In this section we first attempt to identify the simplest kind of code, graphics code, the oldest, is now very common these codes appear, usually consisting of four letters or numbers, such as the registration page on the Chinese HowNet a similar verification code, the link is:http://my.cnki.net/elibregister/commonRegister.aspx , the page shown in Figure 8-1:
Figure 8-1 HowNet registration page
The last one is a form of CAPTCHA, we must fully enter the correct characters in the picture before they can complete the registration.
1. The objective of this section
In this section we have to HowNet verification codes, for example, explain the method using the OCR technology to identify such graphical verification code.
2. Preparation
Identification pattern codes required libraries have Tesserocr, reference may be installed without the installation instructions chapter.
3. Get verification code
In order to facilitate the experiment, we first verify that the picture is saved to the local code, for testing.
Open the Developer Tools, find the code element, you can see that this is a picture, it's src attribute is CheckCode.aspx, where we open this link directly: you can see a verification code that is directly right-preserved may the name of the named code.jpg, do not understand the learning process can join our learning exchanges among Qiuqiu ring 784 758 214 back to share the moment Python enterprise talent needs and how you learn Python from a zero base, and learning What content.

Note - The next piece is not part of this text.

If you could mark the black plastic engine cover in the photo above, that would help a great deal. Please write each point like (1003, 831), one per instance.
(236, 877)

Related video learning materials, development tools are shown in Figure 8-2 Share:
FIG codes 8-2
So that we can get a verification code identifies the following picture for testing use.
4. Identify Test
Next we create a new project, the CAPTCHA image into the project root directory, Tesserocr library to identify what the code to try, as follows:
import tesserocr
from PIL import Image
image = Image.open('code.jpg')
result = tesserocr.image_to_text(image)
print(result)
Here we first create an Image object and then call the Tesserocr of image_to_text () method, passing in the Image object to complete the identification process is very simple realization, recognition results are as follows:
JR42
In addition Tesserocr there is a more simple way directly to the image file into a string you can achieve the same effect, as follows:
import tesserocr
print(tesserocr.file_to_text('image.png'))

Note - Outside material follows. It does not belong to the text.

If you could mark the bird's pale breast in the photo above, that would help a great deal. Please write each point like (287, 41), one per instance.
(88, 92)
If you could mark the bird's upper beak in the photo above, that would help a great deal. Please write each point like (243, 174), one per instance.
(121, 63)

However, this method has been tested good as the effect of identifying a way.
The treatment codes
As the basic picture identification is not difficult, just create a new Image object and then call image_to_text () method to obtain recognition of the results of the picture.
Next, we try for a verification code, named code2.jpg, shown in Figure 8-3:
FIG codes 8-3
Re-test with the following code:
import tesserocr
from PIL import Image
image = Image.open('code2.jpg')
result = tesserocr.image_to_text(image)
print(result)
Python资源分享qun 784758214 ,内有安装包,PDF,学习视频,这里是Python学习者的聚集地,零基础,进阶,都欢迎
Then you can see the following output:
FFKT
The discovery and identification of actual results deviate, this is because the validation extra lines in the interference image recognition.
In this case, what we need to do additional processing, such as turn gray, binarization operation.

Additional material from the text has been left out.